Google does adjust its algorithms to try to improve search quality, and that can cause changes in rankings for sites. Before new changes are deployed, they have to pass a number of tests. We can also look at factors such as the amount of “churn” [change in search results] caused by a particular change. In this case, the small number of sites affected meant that we didn’t detect the situation before it went live. As a fallback, we also monitor feedback from various online sources: blogs, forums, emails, etc. In a very short time, we noticed a couple blog posts, checked out their reports, and discovered the issue. After that, we were able to fix the issues involved quite quickly.
Danny did a killer job looking back at what happened and analyzing the sex blog fiasco
Many different things could be going on, but for a number of similar sites to be involved, it does suggest that Google was doing some tinkering with the ranking algorithm, especially perhaps parts that deal with adult content.
Perhaps there was indeed some start of this that happened a few weeks ago, and maybe a further tweak just went too far this week. The attention certainly got Google to make some adjustments, so I don't see this as some attempt to wipe out indie adult sites.
Last week a non SEO blog that I read had a problem with google
I suspect the major problem is that Typepad doesn't allow 301-redirects from the old domain to the new one. So anything I post shows up at two URLs: www.thedisneyblog.com/.html and thedisneyblog.typepad.com/.html. I don't know what's going on for a fact, but I'm guessing that Google's Index interprets this as being spammy and blocks the domain. I wouldn't mind if they delisted the typepad domain, but they've delisted the www.thedisneyblog.com domain. The one I've been working so hard to restore since August.
I'm going to email them again today. But it is my understanding that Typepad has no plans to change that and no other way to resolve this indexing situation with Google.
So, I guess I'm looking for two things. Either someone at Google who can get this straightened out for me. Or someone who can help me quickly port The Disney Blog to another webservice and leave Typepad/SixApart behind. I'm willing to pay for the latter choice. Please email me today.

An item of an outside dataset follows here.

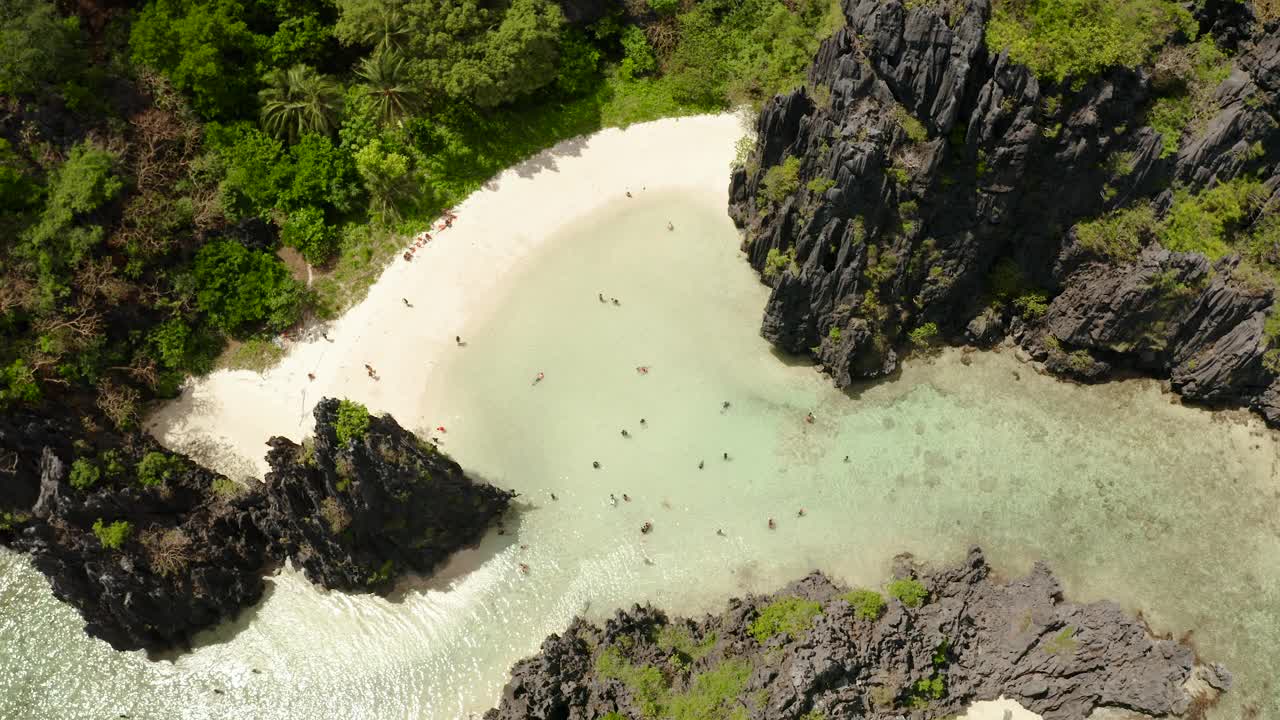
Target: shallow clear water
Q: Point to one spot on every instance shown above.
(1161, 507)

I blogged about it hoping that Matt or Adam would be reading on the weekend and take a quick peek. Again Matt went above and beyond and detailed the problem which turned out to be hidden text caused by the six apart CMS.Now initially Google tried to do the right thing contacting the site owner but those emails never got through:
One of the points in the comment left by Google was that they did try and contact me via email a week before they delisted the site. If I had received that email I would have taken care of it immediately. Alas, the only emails they sent to were all su, webmaster, owner, help, info @ thedisneyblog.com. At no point did they look for contact info on the website itself, or use contact info I had provided through the Google Webmaster Tools or Google Analytics. So I've added an email for
, and I would recommend every blogger do the same. It would be nice if at the same time Google sends out the one-week warning, they also highlight the offending blog in the Webmaster Tools (and Google Analytics if that's being used too) and then also send an email to the account used to configure either of those tools. I think that would cover all the bases.
In the end the problem got solved because the "right person" saw it amplified the situation and put it in front of "the right person" who solved the issue. Really kudos to you Matt for getting involved and doing th right thing.
Google has a lot of employees like Matt, Adam, Vanessa, Mihai Parparita, and Carl Sjogreen who I've personally seen respond to problems even on Christmas. While their effort is truly admirable and to be commended, is depending on the blogosphere's random "six degrees of separation" really workable? In cases where Google is responsible for 70% or more of a site's traffic there's very little a site owner can do to protect themselves. There was a time when you could depend on advertising with Google, however I have been one of the "small number" of sites that became collateral damage during a PPC algorithmic shift more than once.
So to you Googlers who are out in the trenches every day looking for issues and interacting with the community, and solving problems I salute and thank you. To you the faceless all consuming Google who holds so much influence over our daily lives, we fear you, but are both powerless and foolish to ignore you. While your changes may only affect a small number of sites, there's very little solace or consolation with that knowledge when you are one of those sites that was just marginalized.